Inizia così l’anno: pastori umili e ai margini della società del tempo testimoniano la natività del Pastore che si inoltra nel deserto delle nostre anime per aiutarci a ritrovare la strada quando ci sentiamo smarriti.
Il mio in(solito) commento a:
I pastori trovarono Maria e Giuseppe e il bambino. Dopo otto giorni gli fu messo nome Gesù (Lc 2,16-21)
Il pastore, ai tempi di Gesù, era considerato impuro, perché stava sempre a contatto con gli animali e non poteva osservare la legge. Veniva tenuto a distanza e, spesso, era costretto a vivere fuori dai villaggi, perché i cittadini temevano di contaminarsi con la loro vicinanza. Addirittura taluni consideravano i pastori alla stregua di ladri e assassini (non perché lo fossero, ma per via della loro “impurità”).
Dio ci sorprende sempre: è immenso, eterno ed onnipotente. Eppure ha scelto di venire sulla terra come un Bimbo indifeso. Addirittura è nato in una grotta, povero di tutto fuorché di amore. Esule braccato dai soldati di Erode, rifiutato da chi la fede avrebbe dovuto custodirla anziché combatterla, tradito dai suoi stessi discepoli, ingiustamente processato, percosso, vilipeso e inchiodato ad una croce. Tutto sembrerebbe fuorché un Dio. Almeno agli occhi degli uomini. Invece Cristo scompiglia tutti i giochi: risorge e ci libera dal peccato originale.

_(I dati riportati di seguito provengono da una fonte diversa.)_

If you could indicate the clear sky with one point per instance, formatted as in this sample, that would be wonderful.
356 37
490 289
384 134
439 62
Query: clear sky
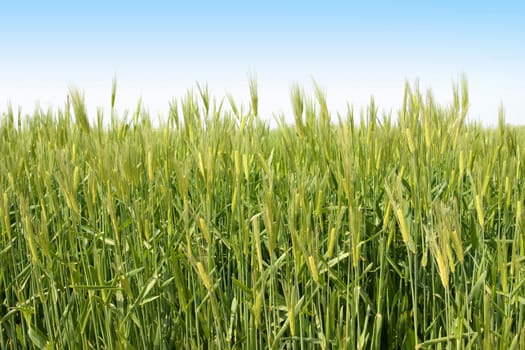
353 49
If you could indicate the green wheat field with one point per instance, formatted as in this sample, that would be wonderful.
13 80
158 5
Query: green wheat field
215 230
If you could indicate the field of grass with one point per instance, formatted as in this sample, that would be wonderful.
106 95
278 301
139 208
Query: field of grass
213 230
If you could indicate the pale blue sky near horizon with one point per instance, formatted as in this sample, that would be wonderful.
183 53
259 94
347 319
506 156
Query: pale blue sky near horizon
158 50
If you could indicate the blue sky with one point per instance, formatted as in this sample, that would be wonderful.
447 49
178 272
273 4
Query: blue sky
158 50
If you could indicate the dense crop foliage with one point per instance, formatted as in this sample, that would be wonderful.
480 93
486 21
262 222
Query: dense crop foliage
213 230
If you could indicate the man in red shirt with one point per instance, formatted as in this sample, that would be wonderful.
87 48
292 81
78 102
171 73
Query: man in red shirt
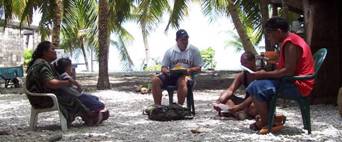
295 59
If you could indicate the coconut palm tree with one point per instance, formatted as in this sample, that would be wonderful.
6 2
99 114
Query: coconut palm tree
104 35
148 14
76 26
111 15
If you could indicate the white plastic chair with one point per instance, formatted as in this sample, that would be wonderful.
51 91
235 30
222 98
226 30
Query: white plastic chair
55 107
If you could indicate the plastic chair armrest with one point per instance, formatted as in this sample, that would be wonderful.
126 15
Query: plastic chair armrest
299 77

Nel mio ultimo libro accompagno il lettore in un’esperienza insolita, accompagnandolo a salire sulla croce insieme a Gesù. Da lassù, dall’alto del legno, il nostro sguardo assume la stessa prospettiva di quello di Cristo. Vediamo soldati, farisei, curiosi accorsi dai villaggi lontani per assistere alla crocifissione, per quel che sono: un’umanità sofferente, triste e dispersa, pecore che hanno bisogno del loro pastore per ritrovare la strada. Viste da lassù perfino le Beatitudini acquistano un significato diverso:
la tenerezza di Dio, che predilige cuori svuotati d’orgoglio per riempirli della profondità del cielo, che si avvicina agli occhi bagnati dalle lacrime per rasserenarli con parole di consolazione, che soccorre persone semplici, umiliate dai potenti, per mostrare loro la ricchezza di un tesoro che è fatto di dignità, di rispetto, di perdono, di sincerità e d’amore.

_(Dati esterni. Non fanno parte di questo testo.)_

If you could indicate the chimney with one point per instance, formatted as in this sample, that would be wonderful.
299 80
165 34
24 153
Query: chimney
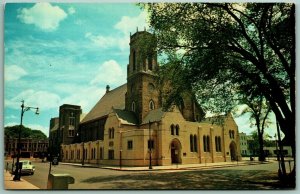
107 88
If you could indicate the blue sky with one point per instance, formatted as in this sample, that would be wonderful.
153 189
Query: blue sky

Così dobbiamo vivere, in modo semplice, senza permettere a mille affanni di opprimerci. Perché non c’è nulla, ma proprio nulla che l’uomo possa fare senza Dio. Può arrivare il più ricco del mondo, costruire un granaio gigantesco e mietere campi grandissimi. Ma nulla può contro il destino della morte (cfr. Luca 12,13-21). Invece, l’uomo, insieme a Dio, può costruire molte cose, per il bene suo e di tutta l’umanità. Ma la costruzione più bella, amici cari, è quella che si erge in cielo. Lassù, dove non c’è ladro che rubi o ruggine che consumi (cfr. Matteo 6,20). Perché “là dov’è il tuo tesoro, sarà anche il tuo cuore” (Matteo 6,21).
Dobbiamo “cambiare occhiali” e posare “lo sguardo del mondo” sul comodino, per leggere bene questa pagina di Vangelo. Dobbiamo dimenticarci della brama di possedere ad ogni costo. Dobbiamo abbandonare l’orgoglio ed accantonare il peccato. Ci sorprenderemo nello scoprire che proprio chi “soffre” agli occhi del mondo è più vicino al cuore di Dio e sperimenta la sua consolazione. E allora beati i poveri, gli afflitti, gli affamati, i perseguitati, coloro che vengono insultati!
E capiamo perché il Pastore delle pecore smarrite ha scelto proprio i pastori per testimoniare il mistero dell’incarnazione. #Santanotte e buon anno con la nuova prospettiva che ci ha regalato Gesù!